Tuesday, January 3, 2012

Loving an 8th Grader

I spent part of last week recruiting at a youth conference in Texas. I set up a table and offered several quite impressive giveaways in exchange for filling out an info card. Hey, what’s signing your life away if you win a sweatshirt blanket or a t-shirt? The conference’s main sessions took place in a drafty, cement-floored room filled with rows of brown metal folding chairs. After one morning’s session ended, I stayed behind while the several hundred 7th through 12th graders, their youth ministers, and their adult volunteers emptied the room.

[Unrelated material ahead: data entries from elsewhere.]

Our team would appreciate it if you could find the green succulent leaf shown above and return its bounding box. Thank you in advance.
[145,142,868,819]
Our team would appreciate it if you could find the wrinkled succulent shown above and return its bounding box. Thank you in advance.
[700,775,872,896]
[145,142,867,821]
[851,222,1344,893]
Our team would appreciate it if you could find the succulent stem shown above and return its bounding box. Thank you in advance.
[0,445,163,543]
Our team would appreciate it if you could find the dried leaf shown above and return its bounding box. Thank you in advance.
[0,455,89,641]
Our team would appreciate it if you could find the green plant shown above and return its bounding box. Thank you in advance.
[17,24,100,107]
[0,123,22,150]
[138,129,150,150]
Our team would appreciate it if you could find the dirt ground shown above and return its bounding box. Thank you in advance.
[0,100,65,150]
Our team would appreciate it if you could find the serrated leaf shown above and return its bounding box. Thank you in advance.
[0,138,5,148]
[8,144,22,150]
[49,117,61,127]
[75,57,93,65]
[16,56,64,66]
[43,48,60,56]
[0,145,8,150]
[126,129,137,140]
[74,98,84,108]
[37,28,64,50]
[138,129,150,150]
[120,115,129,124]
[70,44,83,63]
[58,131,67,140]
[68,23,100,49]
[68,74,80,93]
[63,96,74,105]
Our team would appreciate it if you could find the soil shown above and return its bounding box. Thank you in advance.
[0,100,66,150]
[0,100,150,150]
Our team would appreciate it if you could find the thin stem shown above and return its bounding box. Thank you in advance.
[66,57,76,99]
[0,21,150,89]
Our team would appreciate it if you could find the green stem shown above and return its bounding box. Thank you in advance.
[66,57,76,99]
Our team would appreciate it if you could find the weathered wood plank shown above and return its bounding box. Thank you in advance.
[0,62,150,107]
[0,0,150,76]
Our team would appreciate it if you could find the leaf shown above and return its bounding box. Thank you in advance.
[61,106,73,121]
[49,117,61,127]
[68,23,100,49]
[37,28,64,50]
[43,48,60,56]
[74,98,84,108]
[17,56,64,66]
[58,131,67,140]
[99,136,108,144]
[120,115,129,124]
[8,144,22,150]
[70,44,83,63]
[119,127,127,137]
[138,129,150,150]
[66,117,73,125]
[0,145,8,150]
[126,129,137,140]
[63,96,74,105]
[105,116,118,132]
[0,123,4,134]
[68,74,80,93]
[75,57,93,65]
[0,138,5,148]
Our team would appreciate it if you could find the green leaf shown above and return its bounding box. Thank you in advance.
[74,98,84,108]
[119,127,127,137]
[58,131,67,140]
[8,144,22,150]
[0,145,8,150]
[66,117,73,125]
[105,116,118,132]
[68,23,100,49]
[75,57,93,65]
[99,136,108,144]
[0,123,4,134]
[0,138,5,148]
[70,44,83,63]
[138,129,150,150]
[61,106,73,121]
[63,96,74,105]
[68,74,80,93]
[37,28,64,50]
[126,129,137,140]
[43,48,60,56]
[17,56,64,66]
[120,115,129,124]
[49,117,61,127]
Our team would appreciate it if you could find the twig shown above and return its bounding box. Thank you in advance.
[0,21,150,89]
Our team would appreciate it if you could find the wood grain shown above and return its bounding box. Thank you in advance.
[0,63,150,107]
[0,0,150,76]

As I sat in the empty room and reflected upon the morning, in my mind I could see a young, curly-haired girl in a sweatshirt and jeans. She would’ve been sitting at the front of this conference—it was her favorite thing to race for the good seats. Sitting in between her current BFFs, she always wanted to be in the middle, ever-fearful of having to sit on the end, left out of the conversation.
She’s me, of course. Fifteen years later, my hair is straight (and higher!) and my seat in the room has changed. What hasn’t changed is the presence of the youth ministers and volunteers. They attended every conference, retreat and lock-in of my youth, and are still at it. At the end of each session they faithfully line the front of the auditorium, Bibles in hand, ready to pray and counsel with whoever has a need.
I won’t pretend that I was not a dramatic junior high girl. There was always something earth-shattering happening in my life that caused me either unspeakable pain or supreme joy. When I had an issue (which was often), I went to one of my youth moms. I’m so thankful that my youth minister had the good sense to place women in front of us week by week that we (the dramatic girls) could talk to about our issues. They never laughed, they never belittled our problems. They listened, hugged us, and prayed over us.
As our chaperones on youth trips, they also played their fair share of truth-or-dare (photography forbidden, of course), dealt with unruly (and unsleepy) bed partners in hotel rooms, and medicated those who got car sick on the church bus or van. Only heaven knows how much sleep they lost on our (my) behalf. I hope that there is a special nap room in heaven for youth sponsors.
But at the end of the day, they were the ones who ministered to me every bit as much as the youth minister. They were the ones who could take one look and know if the 8th grade had been rough on me that day. They were in turns both tender and tough. They put up with my drama and called me on it.
When I look at junior high girls today and remember my own awkward journey through those years, I wonder how anyone put up with me! But every 8th grade girl needs a hundred hugs a day and to feel like she is important to someone she looks up to.
Typically, 70% of students drop out of church after high school. Research shows that if a teenager has multiple adults in the church who invest in her life, she is far more likely to stay in church after she graduates high school. I am an example of this. I am no longer close to many of the friends I would’ve called BFF in junior high, but several of those youth moms are still an important part of my life. Had it not been for their care, I don’t know that I would have stayed involved in the youth group. I would absolutely not be who I am today if not for their unconditional love for me during some very important, formative years of my life.
As an adult my responsibility is to pass along the love with which they gifted me. I call their love a gift because I did not deserve it and because there is no way I could ever repay them. But if I know those women, they would say to pay it forward, instead. I am passionate about encouraging women and girls younger than me because it is a calling God has placed on my life, but also because it is doing for others what was done for me.  
If you are a youth parent/volunteer/chaperone/sponsor, I say this to you: please, please persevere. You don’t know the impact you are having on the lives of the students with whom you spend time. Even if all you’re doing is administering Dramamine on long trips, please keep doing it. You have no idea how badly these students need you. You WILL reap a harvest someday-- the fruit of which will be lives changed for the better, and spiritual children in your own life who do for others because of what you did for them.

A little later, as the worship band played the invitation song, a junior high girl and a youth mom walked past me to the back corner of the room. They talked, the mom prayed, and they returned to their seats hand-in-hand, wiping away tears. My own eyes filled with tears and my heart was filled with gratitude for the parent volunteers in this room and for the ones whose love changed my life. I hope they think that the time they sacrificed was worth it. I know I do.